Create a homemade stain by mixing together 1 part black leather dye with 4 parts tung oil in a bucket. If you’d prefer to have a darker stain, add more dye.
Cover plastic, metal or any parts of the piece that you don’t want to dye with masking tape. Make sure it’s securely fixed in place and that there are no open gaps.
This will prevent the stain from causing unwanted coloring to these areas.
Dip a rag into the stain mixture, blot it onto the rosewood, and rub it in. Let it soak for five minutes, and then wipe off the excess stain with a clean, dry rag.
If the shade is lighter than you wanted when it dries, continue adding more layers using the same application method.

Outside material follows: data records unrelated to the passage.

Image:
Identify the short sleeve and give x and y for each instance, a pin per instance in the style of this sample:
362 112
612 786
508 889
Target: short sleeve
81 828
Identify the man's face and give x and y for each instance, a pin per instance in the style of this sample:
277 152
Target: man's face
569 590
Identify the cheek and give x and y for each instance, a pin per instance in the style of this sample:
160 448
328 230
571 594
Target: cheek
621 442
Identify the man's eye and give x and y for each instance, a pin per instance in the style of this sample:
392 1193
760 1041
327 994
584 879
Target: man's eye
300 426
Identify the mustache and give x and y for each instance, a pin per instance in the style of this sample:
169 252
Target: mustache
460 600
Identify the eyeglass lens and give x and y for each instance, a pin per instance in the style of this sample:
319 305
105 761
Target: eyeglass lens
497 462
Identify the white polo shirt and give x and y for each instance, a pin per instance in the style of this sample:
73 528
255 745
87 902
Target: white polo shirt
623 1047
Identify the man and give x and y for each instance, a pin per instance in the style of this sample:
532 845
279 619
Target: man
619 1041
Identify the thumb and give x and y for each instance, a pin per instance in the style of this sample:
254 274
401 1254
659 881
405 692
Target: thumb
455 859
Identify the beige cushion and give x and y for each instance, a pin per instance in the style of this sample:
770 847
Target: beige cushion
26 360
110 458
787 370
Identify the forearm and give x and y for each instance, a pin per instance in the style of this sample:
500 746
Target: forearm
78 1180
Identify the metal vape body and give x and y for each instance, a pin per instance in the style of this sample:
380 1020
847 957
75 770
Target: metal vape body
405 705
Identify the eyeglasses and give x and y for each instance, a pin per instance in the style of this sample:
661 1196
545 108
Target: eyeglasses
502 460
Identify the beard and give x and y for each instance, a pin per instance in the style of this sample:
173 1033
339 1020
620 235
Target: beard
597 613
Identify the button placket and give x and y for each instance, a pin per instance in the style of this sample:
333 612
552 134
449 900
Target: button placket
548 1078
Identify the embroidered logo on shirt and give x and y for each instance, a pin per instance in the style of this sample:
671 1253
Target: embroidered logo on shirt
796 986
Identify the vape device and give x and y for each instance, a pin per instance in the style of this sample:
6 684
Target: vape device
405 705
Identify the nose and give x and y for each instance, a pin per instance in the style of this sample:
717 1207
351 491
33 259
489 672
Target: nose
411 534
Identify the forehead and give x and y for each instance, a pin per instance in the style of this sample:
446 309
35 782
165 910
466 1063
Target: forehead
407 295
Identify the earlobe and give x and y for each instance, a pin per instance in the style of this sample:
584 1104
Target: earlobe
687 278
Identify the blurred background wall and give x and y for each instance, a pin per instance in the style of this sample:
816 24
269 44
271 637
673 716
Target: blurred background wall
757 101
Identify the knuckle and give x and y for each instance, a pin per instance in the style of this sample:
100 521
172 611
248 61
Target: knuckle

Brush a thin layer of black leather dye over the top of the stained wood with a soft bristled paintbrush if you want the rosewood to resemble ebony. Don't wipe away the exces,s as the purpose is to make the wood as dark as possible.
Wait for it to dry.
Wipe a thin layer of tung oil over the top with a rag and wait for it to dry. This will provide a protective coating to prevent the dye from wearing off.
Sand down the rosewood with 600-grit sandpaper and then wipe away the dust with a tack cloth. This will smooth out any blotches of stain or oil.
Apply a thin layer of polyurethane varnish with a soft-bristled paintbrush to further protect the rosewood. Use light brush strokes to prevent air bubbles from forming.
Things You Will Need
- 150-grit sandpaper
- Tack cloth
- Black leather dye
- Tung oil
- Masking tape
- Soft-bristled paintbrush
- 600-grit sandpaper
- Polyurethane varnish
- Steel wool pad
- Antique refinisher (optional)
- If you want to restain rosewood, remove the old finish first. Scrub it with a steel wool pad that's been soaked in antique refinisher. Once the finish has been removed, smooth it down with 150-grit sandpaper.